Seriously? People think ‘because you’ll still have to work’ and ‘when will you get 6?weeks off’ are reasons?
Find new friends. Yours are weird.

I thought the same, blimey are all their
relationships this transactional? How sad!

He gets the entire summer holidays to spend with his kids, op can just go to work without having to work with dh to sort the mental logistics of which clubs, what days, who’s doing pick ups, have the packed lunches been made etc etc.
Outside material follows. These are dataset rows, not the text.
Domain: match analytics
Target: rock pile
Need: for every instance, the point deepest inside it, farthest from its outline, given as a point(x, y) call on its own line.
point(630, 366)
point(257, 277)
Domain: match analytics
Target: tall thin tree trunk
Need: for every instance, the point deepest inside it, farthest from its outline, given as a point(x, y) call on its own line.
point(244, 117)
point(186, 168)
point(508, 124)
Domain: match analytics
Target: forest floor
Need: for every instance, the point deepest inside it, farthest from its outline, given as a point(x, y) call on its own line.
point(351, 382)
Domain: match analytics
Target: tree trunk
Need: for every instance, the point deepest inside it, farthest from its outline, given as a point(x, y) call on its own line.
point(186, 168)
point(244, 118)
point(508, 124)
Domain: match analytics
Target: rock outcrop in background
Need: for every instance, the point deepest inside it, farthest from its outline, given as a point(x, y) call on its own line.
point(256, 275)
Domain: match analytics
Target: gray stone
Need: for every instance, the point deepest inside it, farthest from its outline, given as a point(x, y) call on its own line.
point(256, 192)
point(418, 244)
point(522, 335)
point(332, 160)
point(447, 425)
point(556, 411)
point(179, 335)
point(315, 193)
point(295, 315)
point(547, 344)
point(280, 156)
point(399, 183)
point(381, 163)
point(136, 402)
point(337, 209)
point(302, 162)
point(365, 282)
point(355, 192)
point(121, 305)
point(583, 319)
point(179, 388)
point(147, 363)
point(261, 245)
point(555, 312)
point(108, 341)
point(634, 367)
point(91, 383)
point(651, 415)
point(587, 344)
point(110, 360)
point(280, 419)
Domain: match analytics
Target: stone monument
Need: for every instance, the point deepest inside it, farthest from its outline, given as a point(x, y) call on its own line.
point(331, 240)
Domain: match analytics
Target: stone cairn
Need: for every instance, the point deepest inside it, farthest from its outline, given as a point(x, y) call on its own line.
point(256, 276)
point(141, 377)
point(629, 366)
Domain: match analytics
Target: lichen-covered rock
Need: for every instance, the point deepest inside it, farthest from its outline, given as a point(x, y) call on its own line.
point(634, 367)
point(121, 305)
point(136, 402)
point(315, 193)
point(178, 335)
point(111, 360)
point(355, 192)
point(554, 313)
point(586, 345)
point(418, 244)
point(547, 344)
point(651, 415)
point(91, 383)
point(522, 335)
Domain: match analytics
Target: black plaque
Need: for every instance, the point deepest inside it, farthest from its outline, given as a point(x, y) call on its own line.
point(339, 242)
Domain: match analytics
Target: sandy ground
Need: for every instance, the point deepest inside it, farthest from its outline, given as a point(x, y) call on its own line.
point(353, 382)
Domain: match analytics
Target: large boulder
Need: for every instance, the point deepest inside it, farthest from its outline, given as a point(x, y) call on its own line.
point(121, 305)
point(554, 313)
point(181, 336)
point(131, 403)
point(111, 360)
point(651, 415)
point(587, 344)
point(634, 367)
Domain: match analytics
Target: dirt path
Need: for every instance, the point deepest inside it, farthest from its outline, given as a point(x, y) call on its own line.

Having been the parent at home for endless summer holidays throughout years of being a SAHM and then working term time only I can categorically say that although I loved having the time and freedom with them, it’s far far easier now just swanning off to work than doing 6 whole weeks on the trot with them 😂

Cornishclio · 29/06/2026 22:36

If you are both fine with it then why not? Would these people still be passing judgement if it was you taking the summer off between jobs? I think I would double check his new employer was fine with it though but great for him to spend time with the kids.

HolyHannah · 29/06/2026 22:37

Honeyhonayboo · 29/06/2026 22:28

Didn’t you get more than 6 weeks of for each child as maternity though? That part doesn’t make sense.

Frankly it’s utterly unreasonable to be discussing this in this way with people outside your marriage.

I'm not sure what's unreasonable about telling friends and family that enquire about DHs job hunting that he got a new job and will start in September so he can have the summer with the kids. Seems a totally normal conversation to me!

OP posts:
SlightlyTerrifiedButPolite · 29/06/2026 22:37

@HolyHannah really curious who is giving you this advice because it’s terrible and none of their business! Just wondering if it could be a frenemy who is jealous you have the disposable income for this and is reframing it in a judge way as something that shouldn’t be “allowed”. Or maybe they do genuinely view their OH as just a workhorse. Either way it’s very odd…

HolyHannah · 29/06/2026 22:41

SlightlyTerrifiedButPolite · 29/06/2026 22:37

@HolyHannah really curious who is giving you this advice because it’s terrible and none of their business! Just wondering if it could be a frenemy who is jealous you have the disposable income for this and is reframing it in a judge way as something that shouldn’t be “allowed”. Or maybe they do genuinely view their OH as just a workhorse. Either way it’s very odd…

My mum, my sister and 2 of our friends have raised it as a problem. Others have been supportive. But it did make me question it a bit.

OP posts:
bridgetreilly · 29/06/2026 22:43

Frankly, it’s none of their business. It’s a great opportunity and I think he should make the most of it for the family.

mindutopia · 29/06/2026 22:43

These people are bonkers (and probably jealous). As someone currently out of work after long term sickness and redundancy (I have cancer), I can’t say enough about the value of rest and time off. We have such a culture of forcing ourselves into burnout and never properly resting. I think this is wonderful and I’d take off even longer if possible.

YouHaveAnArse · 29/06/2026 22:44

JLou08 · 29/06/2026 21:38

Your children get a whole summer with their father. It's really sad that people around you don't see how much that benefits your children. I think it was a great idea for him to have the summer off with them.

TBF, when I was ten and allowed to stay home alone on days when my mum was also at work, I would have massively resented having a parent round day after day, having time to myself to watch and listen to whatever I wanted was great. I've always been someone who liked my own space and being able to do things without others in the room.

If I was six, though, it would have been great.